For cosmic drama, nothing should beat a supermassive black hole. It weighs millions, or even billions of times as much as the Sun; it eats stars whole with no apparent difficulty (although it does sometimes burp); it heats up surrounding gases to such insane temperatures that you can see the glow halfway across the universe; and perhaps best of all, it gives Stephen Hawking something to theorize and argue about.
For all that, it turns out that something does beat a giant black hole: two giant black holes, especially ones circling each other like wary Sumo wrestlers getting ready to grapple. Such things are by no means unheard of: just about every galaxy has a supermassive black hole lurking at its core, and when two galaxies merge, as they often do, their central black holes orbit each other in an ever-tightening dance, and in many cases they eventually coalesce into one. When that happens, says General Relativity, they should trigger ripples in the fabric of spacetime itself, in the form of so-called gravitational waves that Einstein predicted, but that no one has yet detected directly.
Such a merger hasn’t ever been seen, but astronomers have just announced the discovery of the next best thing: a pair of supermassive black holes orbiting each other more closely than any ever before observed. Other twin black holes won’t merge for another few billion years, but these, says Caltech’s George Djorgovski, co-author of a paper in Nature describing the new discovery, “could merge in a mere million years.”

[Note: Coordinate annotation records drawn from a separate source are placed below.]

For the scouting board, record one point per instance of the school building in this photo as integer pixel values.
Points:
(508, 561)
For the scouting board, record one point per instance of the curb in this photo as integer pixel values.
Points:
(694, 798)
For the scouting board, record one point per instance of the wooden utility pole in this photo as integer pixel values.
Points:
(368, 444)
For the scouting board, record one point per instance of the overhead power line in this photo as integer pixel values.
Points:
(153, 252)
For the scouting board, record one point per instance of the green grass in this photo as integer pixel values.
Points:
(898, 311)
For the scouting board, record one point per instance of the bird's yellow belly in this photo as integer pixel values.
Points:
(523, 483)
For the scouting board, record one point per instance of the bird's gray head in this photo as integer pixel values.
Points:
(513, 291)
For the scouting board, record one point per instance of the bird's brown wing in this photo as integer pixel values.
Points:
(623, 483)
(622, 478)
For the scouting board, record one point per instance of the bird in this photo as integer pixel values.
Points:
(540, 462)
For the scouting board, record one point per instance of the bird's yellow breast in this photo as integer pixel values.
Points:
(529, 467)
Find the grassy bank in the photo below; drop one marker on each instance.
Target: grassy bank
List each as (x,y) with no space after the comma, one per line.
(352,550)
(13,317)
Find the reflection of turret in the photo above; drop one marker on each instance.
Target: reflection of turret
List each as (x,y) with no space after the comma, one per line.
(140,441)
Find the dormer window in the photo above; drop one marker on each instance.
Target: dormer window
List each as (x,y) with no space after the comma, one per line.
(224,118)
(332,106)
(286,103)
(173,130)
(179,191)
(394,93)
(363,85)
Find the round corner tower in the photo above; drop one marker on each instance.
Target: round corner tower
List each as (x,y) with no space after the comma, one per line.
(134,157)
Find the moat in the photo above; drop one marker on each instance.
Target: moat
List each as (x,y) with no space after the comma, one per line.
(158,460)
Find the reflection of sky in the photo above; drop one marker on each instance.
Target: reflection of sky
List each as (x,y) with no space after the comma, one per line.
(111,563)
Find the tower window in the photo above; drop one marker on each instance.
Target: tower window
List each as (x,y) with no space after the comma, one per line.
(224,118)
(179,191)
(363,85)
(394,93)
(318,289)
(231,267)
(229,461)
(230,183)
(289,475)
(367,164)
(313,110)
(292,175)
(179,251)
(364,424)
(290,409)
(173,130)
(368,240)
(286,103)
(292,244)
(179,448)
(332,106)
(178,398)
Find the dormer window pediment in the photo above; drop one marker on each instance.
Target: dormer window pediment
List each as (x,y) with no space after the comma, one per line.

That still sounds like a long time, but it means the two black holes are virtually on top of each other—on a cosmic scale at least. If one were sitting in the Sun’s position, the other might be as close as the Oort Cloud of comets that sits at the edge of the Solar System. That’s crucial: astrophysicists don’t really know what happens in the last stages of the spiraling-in process—it’s known as the “final parsec problem,” a parsec being a bit over three light-years. And these two are very much in the thick of it.
Djorgovski and his colleagues hasten to say they haven’t seen the black holes as individual objects: instead, they’re looking at the bright spot of light that marks the “accretion disk” of superheated gas that often surrounds black holes. Accretion disks flicker sometimes, as new gas is pulled in, but in the case of this object, known as PG 1302-102, the flicker is periodic, waxing and waning over a period of about five years. That’s the telltale sign that two objects are involved: one of the black holes’ accretion disks may be warped somehow by the gravity of the other, causing a hot spot that flashes us as it rotates into view.
What the astronomers are hoping for now is to find more examples like this. They have some 20 candidates already, and the more twin black holes they can find that are in tight orbits, the better they can understand what’s really going on. We may not be around to see PG 1302-102’s final collision—if it ever takes place—but somewhere out there, two black holes may be even closer to tangling.